August 9, 2017 9:42 am
Charlie Morris: That’s my favourite question! And easily the most often-asked question from new Fleet Street Letter readers. In the last few weeks I have been through every single holding in Whisky and Soda and have expressed my view. Those stocks that I didn’t want to hold, I sold. Those I wanted to hold, I reiterated as such.
The Fleet Street Letter will not be starting again with a clean sheet. This is a very long and slow journey. It’s a matter of biting the bullet and hopping aboard. It is best not to focus too much on the profit or loss column. Focus on what it is you are buying and why you are buying it.
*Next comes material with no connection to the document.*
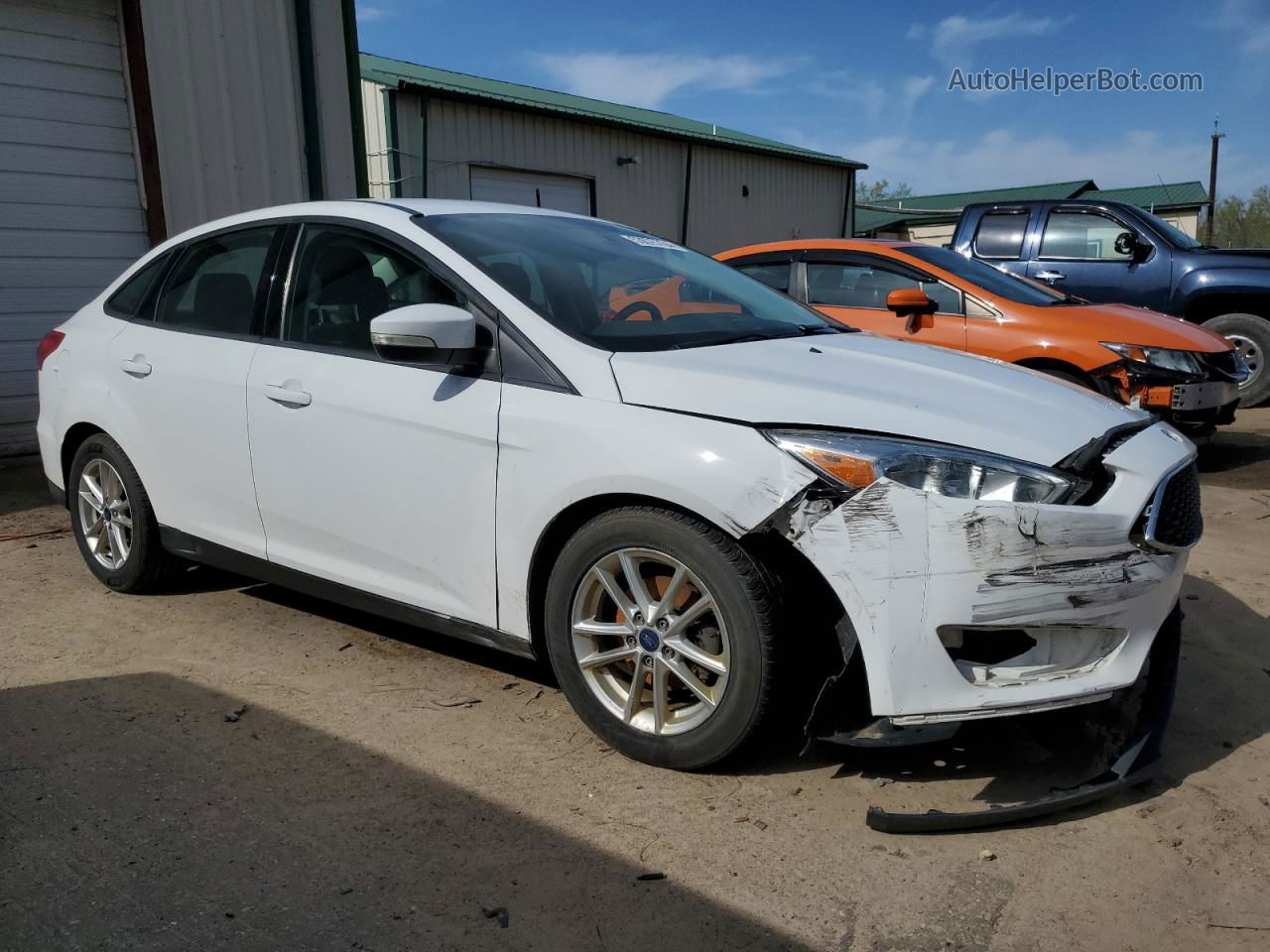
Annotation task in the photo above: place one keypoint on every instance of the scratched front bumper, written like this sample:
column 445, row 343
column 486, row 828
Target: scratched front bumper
column 906, row 562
Let time do the rest.
Dealing costs are extremely low these days. But if you don’t like dealing, then focus on Soda. If you want to be more involved, then Whisky is for you. Best of all is to blend both – sized according to your personal circumstances. 20:80 Whisky:Soda would be a conservative approach. 40:60 is for the enthusiasts. 60:40 is strictly for the excitables (if you have a large appetite for risk and can afford to lose money you put at risk).
The Soda portfolio is designed to be for the long term and the aim is to have low turnover. It is conservative. On the other hand, the Whisky portfolio is tactical. That means it trades and the turnover is higher as a result. In the age of internet stockbrokers, trading has never been cheaper. Both portfolios are for the long term. That doesn’t mean they don’t periodically change their shape.